To build the image, just execute the build.sh bash script. Per default it should build an image using the latest supported versions of .NET Core, Apache Spark and .NET for Apache Spark.
You can also build for different versions, by specifying one of the following options:
-a, --apache-spark
-d, --dotnet-spark
For more details please run
build.sh -h
Please note, that not all version combinations are supported, however.
Using different stages makes sense to efficiently build multiple images that are based on the same .NET core SDK etc, but are using different .NET for Apache Spark or Apache Spark versions. In that way, dependencies (e.g. .NET Core SDK) do not have to be downloaded again and again, while building an image for a different version. This saves time and bandwidth.
The three stages used in the build process are:
-
Builds on the jupyter/base-notebook image and installs the .NET Core SDK, along with Microsoft.DotNet.Interactive.
-
Adds the specified .NET for Apache Spark version to the dotnet-interactive image and also copies/builds the HelloSpark example into the image.
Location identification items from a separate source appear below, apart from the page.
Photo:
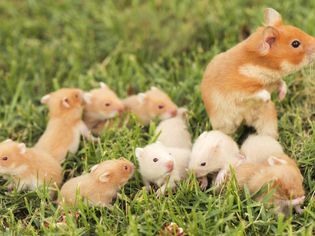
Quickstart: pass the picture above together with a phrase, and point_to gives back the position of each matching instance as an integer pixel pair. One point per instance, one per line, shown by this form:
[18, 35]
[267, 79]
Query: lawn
[132, 45]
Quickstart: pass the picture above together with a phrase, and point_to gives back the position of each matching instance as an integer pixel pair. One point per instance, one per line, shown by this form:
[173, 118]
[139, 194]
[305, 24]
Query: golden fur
[236, 83]
[99, 186]
[150, 105]
[29, 167]
[103, 105]
[65, 125]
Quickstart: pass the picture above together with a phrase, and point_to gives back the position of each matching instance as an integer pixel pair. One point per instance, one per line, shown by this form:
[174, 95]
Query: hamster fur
[257, 148]
[161, 165]
[103, 104]
[101, 185]
[213, 151]
[65, 126]
[236, 85]
[152, 104]
[29, 167]
[283, 174]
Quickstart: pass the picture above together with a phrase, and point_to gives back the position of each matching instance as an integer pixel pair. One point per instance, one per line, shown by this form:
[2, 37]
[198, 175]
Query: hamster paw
[263, 95]
[203, 181]
[298, 209]
[282, 90]
[220, 177]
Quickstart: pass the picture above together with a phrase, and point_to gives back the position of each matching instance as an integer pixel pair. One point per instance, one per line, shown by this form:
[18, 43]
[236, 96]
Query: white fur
[269, 75]
[173, 132]
[217, 150]
[258, 148]
[45, 99]
[157, 172]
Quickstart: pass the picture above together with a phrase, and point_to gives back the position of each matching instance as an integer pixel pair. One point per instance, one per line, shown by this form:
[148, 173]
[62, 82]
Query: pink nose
[174, 112]
[121, 109]
[170, 165]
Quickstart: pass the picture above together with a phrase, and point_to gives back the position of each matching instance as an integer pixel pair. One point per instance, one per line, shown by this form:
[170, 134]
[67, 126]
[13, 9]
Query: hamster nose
[170, 165]
[174, 112]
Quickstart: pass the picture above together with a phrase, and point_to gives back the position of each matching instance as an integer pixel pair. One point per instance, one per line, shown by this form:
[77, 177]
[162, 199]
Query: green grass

HelloSpark is also use to install the correct microsoft-spark-*.jar version that is required to start a spark-submit session in debug mode.
-
Gets/installs the specified Apache Spark version and adds the example notebooks.
To start a new container based on the dotnet-spark interactive image, just run the following command.
docker run --name dotnet-spark-interactive -d -p 8888:8888 3rdman/dotnet-spark:interactive-latest
After that, examine the logs of the container to get the correct URL that is required to connect to Juypter using the authentication token.
docker logs -f dotnet-spark-interactive
It is important to start the .NET for Apache Spark backend in debug mode first, before using it in any of the notebooks.
The helper script start-spark-debug.sh can do this for you, as demonstrated below.
Once the backend is running, please open 02-basic-example.ipynb to learn how you can use .NET for Apache Spark in your own notebooks.